I read an interview a few months ago with Gregory Maguire, the guy who wrote Wicked (the retelling of The Wizard of Oz from the Wicked Witch’s point of view — now a smash Broadway musical). He and his partner have adopted three children, and are now, he said, basically held hostage by them. Their home lives revolve around making their imprisonment as pleasant as possible (a project, I’m sure, that’s made easier by the many millions of dollars Wicked has — deservedly — raked in for them).

I’ve been thinking a lot recently about the hostage situation at our house. I know that in a previous life, even a previous life with one child, I did leave the house for more than an hour at a time by myself, and that the latter 15 minutes of that hour weren’t consumed by a growing sense of anxiety about the baby needing to breastfeed. I know that on all my previous anniversaries, even those with child, Rachel and I went out for dinner, as opposed to this year’s aborted lunch date that proved too ambitious for a carseat-averse six-week-old and his frazzled mothers. I remember walking with Rachel and Rowan to day care in the morning, accompanying them on outings, not staying home to sleep and feed the baby. I know I used to have several hours of calm between kid bedtime and adult bedtime. I know that I used to make plans with people that involved set times, not, “I’ll call you when we’re ready to leave the house” (i.e., when both children — and, I guess, adults — are awake, fed, changed, dressed, packed up, and not crying).

It’s just that I don’t remember those times very clearly right now.

I think about the hostage situation as I pad around our darkened basement, Isaac held close to my chest in the sling. It’s his preferred — nay, pretty much his only — method of going to sleep for naps and at night. We try to transfer him to the crib while he is, as the non-attachment parenting books recommend, “sleepy but not yet asleep.” Sometimes this works, but often it doesn’t, and he wakes and cries, and then we put him back in the sling and commence the whole walking around the basement thing again.

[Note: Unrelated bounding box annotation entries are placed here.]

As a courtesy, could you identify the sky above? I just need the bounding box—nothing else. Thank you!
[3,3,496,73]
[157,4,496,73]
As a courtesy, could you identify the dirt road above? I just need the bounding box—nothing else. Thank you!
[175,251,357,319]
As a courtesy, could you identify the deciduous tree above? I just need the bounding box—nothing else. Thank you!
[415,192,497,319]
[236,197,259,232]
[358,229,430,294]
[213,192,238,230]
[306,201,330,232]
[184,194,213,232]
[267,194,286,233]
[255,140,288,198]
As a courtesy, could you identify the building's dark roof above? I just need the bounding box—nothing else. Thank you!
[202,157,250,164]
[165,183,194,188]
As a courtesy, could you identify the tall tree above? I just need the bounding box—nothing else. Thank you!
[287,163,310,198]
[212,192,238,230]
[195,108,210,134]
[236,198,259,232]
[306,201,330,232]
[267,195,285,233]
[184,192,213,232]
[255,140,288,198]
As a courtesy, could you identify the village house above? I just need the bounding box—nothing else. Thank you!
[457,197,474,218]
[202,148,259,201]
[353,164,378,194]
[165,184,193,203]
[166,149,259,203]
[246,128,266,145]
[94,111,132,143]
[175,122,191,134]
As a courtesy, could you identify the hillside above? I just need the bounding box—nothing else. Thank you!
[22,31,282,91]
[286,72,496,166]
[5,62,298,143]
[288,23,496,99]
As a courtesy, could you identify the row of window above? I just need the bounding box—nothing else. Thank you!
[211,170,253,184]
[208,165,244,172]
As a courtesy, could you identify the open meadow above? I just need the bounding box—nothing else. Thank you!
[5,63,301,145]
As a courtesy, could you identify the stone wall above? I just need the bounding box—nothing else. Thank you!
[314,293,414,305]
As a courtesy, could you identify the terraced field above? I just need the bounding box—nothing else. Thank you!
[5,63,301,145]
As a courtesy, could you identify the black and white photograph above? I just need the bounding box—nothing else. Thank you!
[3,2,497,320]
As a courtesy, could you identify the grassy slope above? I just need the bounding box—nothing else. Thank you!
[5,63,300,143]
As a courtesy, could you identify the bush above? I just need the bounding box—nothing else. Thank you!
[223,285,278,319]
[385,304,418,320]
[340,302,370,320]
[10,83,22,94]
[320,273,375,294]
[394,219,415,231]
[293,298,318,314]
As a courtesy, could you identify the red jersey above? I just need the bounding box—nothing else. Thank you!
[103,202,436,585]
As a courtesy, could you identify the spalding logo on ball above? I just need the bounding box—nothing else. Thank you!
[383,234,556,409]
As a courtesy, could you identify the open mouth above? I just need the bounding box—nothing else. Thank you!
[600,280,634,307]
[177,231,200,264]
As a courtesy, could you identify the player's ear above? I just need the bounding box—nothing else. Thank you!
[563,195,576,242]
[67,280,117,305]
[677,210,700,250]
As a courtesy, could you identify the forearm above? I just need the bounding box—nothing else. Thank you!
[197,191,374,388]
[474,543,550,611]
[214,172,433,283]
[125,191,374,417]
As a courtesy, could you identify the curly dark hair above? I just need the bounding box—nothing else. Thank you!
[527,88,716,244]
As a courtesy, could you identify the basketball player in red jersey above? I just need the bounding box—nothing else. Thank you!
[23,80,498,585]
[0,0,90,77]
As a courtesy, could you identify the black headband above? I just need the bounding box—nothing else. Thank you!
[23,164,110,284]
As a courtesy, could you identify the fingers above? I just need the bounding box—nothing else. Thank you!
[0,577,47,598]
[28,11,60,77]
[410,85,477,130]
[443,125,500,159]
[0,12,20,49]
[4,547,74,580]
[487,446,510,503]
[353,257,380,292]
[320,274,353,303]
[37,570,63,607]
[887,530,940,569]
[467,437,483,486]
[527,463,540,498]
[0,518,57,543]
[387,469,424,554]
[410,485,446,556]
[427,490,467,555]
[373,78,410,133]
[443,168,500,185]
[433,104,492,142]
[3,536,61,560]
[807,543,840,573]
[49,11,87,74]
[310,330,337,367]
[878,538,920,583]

What I’m trying to do during these times is revel in them rather than rebel — especially in the moments in which my infant son sleeps snuggled against my chest. I remind myself that he is so small; that these unsettled, trusting basement walks are the merest sliver of his life and mine together. That this is the only summer of his infancy, that my freedom will return in time, and that I will likely look back and think, the way I so often do about situations that seem problematic at the time, “What was the big deal about that?”

“There’s no place like home,” said Glinda, Good Witch of the East. That’s true, but you’ll notice the ambivalence inherent in that statement. For the time being, I’m stuck at home a lot, waltzing and waiting with Isaac, following his dictates rather than my (admittedly conflicted) desires. And I’m trying — and sometimes, even often, succeeding — in seeing my captors as allies.